Les complications sont soit mécaniques (hémorragie, perforation) ou infectieuses et
soulève le problème de l’information du patient et de la chaine du nettoyage
décontamination des endoscopes.
Risque d’augmentation des risques du fait de l’augmentation des endoscopies
thérapeutiques et des coloscopies systématiques dans le programme national de
dépistage du CCR
Ses complications représentent 2/3 des plaintes vis-à-vis des gastro entérologues.
Dans ce cas, le défaut d’information et de consentement éclairé est souvent évoqué
comme motif de plainte.
Les complications au vu du nombre d’endoscopies réalisées en France est faible
(0,03% de perforation colique par ex) mais toujours difficile et parfois dramatique sur
le plan individuel. Cependant, vu le nombre croissant de dépistage précoce du CCR
et le traitement des polypes, les endoscopies sont assurément justifiées sur une
large échelle.
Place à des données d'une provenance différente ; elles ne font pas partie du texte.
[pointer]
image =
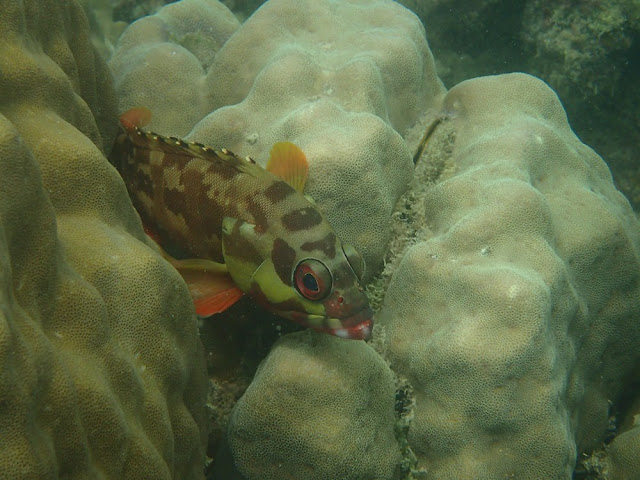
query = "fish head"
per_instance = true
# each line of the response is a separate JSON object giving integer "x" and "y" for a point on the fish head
{"x": 316, "y": 286}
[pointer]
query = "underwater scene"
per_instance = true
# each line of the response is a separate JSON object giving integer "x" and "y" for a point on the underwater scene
{"x": 319, "y": 240}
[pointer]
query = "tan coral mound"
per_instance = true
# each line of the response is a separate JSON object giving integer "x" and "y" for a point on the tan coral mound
{"x": 515, "y": 315}
{"x": 101, "y": 369}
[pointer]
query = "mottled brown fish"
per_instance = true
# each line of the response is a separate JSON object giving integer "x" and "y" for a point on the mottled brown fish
{"x": 243, "y": 229}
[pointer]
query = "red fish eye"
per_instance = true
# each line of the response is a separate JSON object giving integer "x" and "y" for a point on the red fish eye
{"x": 312, "y": 279}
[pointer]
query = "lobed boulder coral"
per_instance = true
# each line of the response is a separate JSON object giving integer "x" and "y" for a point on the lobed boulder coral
{"x": 515, "y": 315}
{"x": 342, "y": 79}
{"x": 101, "y": 369}
{"x": 319, "y": 407}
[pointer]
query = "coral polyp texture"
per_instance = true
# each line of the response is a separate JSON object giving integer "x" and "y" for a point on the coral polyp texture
{"x": 515, "y": 315}
{"x": 101, "y": 369}
{"x": 344, "y": 80}
{"x": 319, "y": 407}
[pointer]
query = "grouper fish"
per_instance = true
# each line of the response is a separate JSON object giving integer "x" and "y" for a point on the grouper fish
{"x": 241, "y": 228}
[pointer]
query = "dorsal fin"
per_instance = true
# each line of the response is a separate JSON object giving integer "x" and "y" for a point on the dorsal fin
{"x": 288, "y": 162}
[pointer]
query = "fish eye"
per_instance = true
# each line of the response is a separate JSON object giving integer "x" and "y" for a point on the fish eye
{"x": 312, "y": 279}
{"x": 355, "y": 260}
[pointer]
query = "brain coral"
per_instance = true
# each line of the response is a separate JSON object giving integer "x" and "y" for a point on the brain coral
{"x": 342, "y": 79}
{"x": 101, "y": 369}
{"x": 161, "y": 62}
{"x": 319, "y": 407}
{"x": 514, "y": 316}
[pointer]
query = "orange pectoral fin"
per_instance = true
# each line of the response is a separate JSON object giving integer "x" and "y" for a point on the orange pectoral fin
{"x": 210, "y": 285}
{"x": 289, "y": 162}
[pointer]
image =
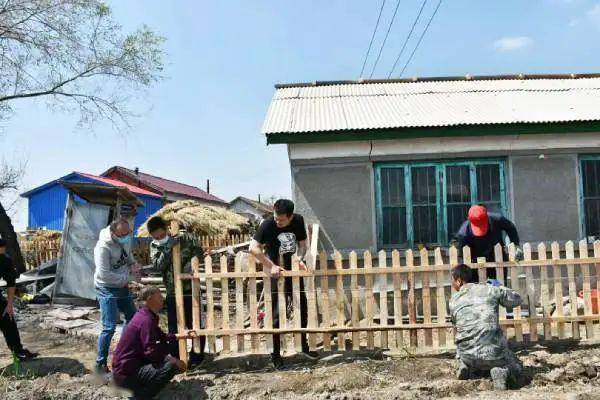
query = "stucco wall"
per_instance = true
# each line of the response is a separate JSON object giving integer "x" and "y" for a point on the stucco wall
{"x": 339, "y": 198}
{"x": 545, "y": 197}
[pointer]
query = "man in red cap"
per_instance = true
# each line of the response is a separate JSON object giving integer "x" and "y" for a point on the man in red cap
{"x": 483, "y": 231}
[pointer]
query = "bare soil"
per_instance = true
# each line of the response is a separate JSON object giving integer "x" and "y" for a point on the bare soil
{"x": 566, "y": 371}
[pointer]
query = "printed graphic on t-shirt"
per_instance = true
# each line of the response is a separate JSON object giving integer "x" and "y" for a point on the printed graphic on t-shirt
{"x": 287, "y": 242}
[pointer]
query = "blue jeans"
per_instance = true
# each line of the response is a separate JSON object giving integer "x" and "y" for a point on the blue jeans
{"x": 112, "y": 300}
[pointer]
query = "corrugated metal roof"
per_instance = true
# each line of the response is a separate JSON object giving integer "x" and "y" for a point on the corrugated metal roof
{"x": 384, "y": 105}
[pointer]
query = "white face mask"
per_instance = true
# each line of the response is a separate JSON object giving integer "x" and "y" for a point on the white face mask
{"x": 163, "y": 240}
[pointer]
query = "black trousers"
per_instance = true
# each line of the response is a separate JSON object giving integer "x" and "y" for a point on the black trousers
{"x": 288, "y": 298}
{"x": 9, "y": 329}
{"x": 150, "y": 379}
{"x": 172, "y": 322}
Et il faut comprendre aussi que la morbidité et la mortalité des
traitements endoscopiques sont toujours bien moins importants que pour la chirurgie
qu’elle permet d’éviter.
Quelques données
L’endoscopie digestive concerne un nouveau patient dans 63% des cas, dans 64%
des cas, il est plus âgé de 50 ans
La coloscopie totale est réalisée sous AG dans 93% des cas et la FOGD dans 60%
des cas
30% des endoscopies mettent en évidence une pathologie
12% de polypes révélés au cours d’une coloscopie
L’endoscopie est réalisée en ambulatoire dans 64% des cas
La gastroscopie représente 46% des endoscopies
La rectosigmoïdoscopie : 6%
La coloscopie 45%
L’écho endoscopie : 1,6%
L’endoscopie interventionnelle (cathétérisme de la voie biliaire) représente 1% des
endoscopies.
Les complications
La perforation :
Issue de liquide digestif septique en dans l’espace extra digestif avec comme
conséquence une infection locale. Elle peut concerner tous les gestes
endoscopiques et ses symptomes et traitement diffèrent selon la portion du tube
digestif concerné : œsophage, estomac, duodénum, intestin grêle, colon.
Concernant l’œsophage :
La perforation est dramatique avec 18% de mortalité.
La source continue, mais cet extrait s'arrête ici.